As escassas leitoras que restaram me intim(id)am. Querem mais, querem melhor, querem tudo e querem agora. Eu tento, mas a Lei de James Murphy é implacável: sempre acaba saindo meio errado. Já perdi a conta de quantas vezes me empertiguei na frente dessa porra de notebook para batucar sobre cinco ou 50 músicas deste ano que afortunada e graciosamente me contradizem. Não rolou. “Falar de música” nunca me pareceu tão bobagem como agora. Vou ficar na minha, valorizar as relações pessoais.

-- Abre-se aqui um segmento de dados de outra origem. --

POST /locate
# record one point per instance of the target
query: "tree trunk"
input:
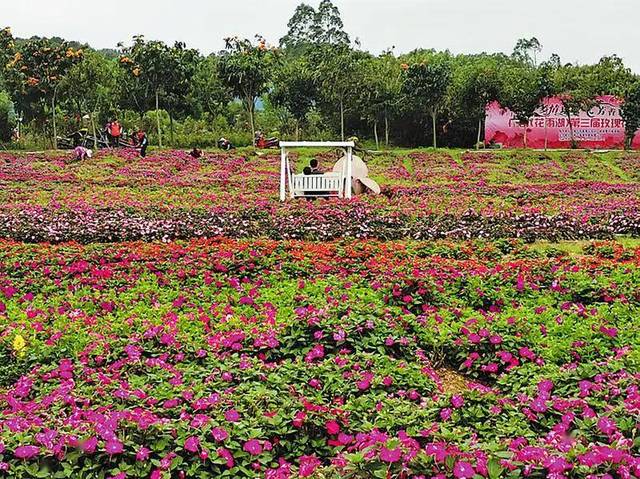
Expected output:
(573, 141)
(250, 106)
(173, 144)
(93, 130)
(342, 120)
(433, 124)
(546, 135)
(53, 114)
(375, 134)
(386, 128)
(158, 120)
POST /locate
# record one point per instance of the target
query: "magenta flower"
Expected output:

Visito meu amigo empreendedor liberal. Gostamos tanto um do outro que evitamos falar de nossas concepções de mundo, por irreconciliáveis. Assim nos aturamos. Mas, diante do desastre consumado, achei que era o momento de quebrar o tabu. Acreditei que, na humildade, com delicadeza, chegaríamos a um consenso mínimo sobre os heróis – dele. Não rolou. O cara continua fiel. A quanto mais esculacho é exposto, mais tóxico se torna seu relacionamento com a realidade.
Resolvi então sacar a bala de prata, minha última esperança de me conectar com ele. Apesar das diferenças, uma premissa básica beirando à obviedade iria nos irmanar no que temos de mais instintivo. Citei o funcionário público de primeiro escalão que vence por larga vantagem a disputa entre os mais desqualificados e nefandos quadros federais. “Esse é o melhor! Estou adorando ver ele acabar com 14 anos de PENSAMENTO HEGEMÔNICO”, recebi de bate-pronto.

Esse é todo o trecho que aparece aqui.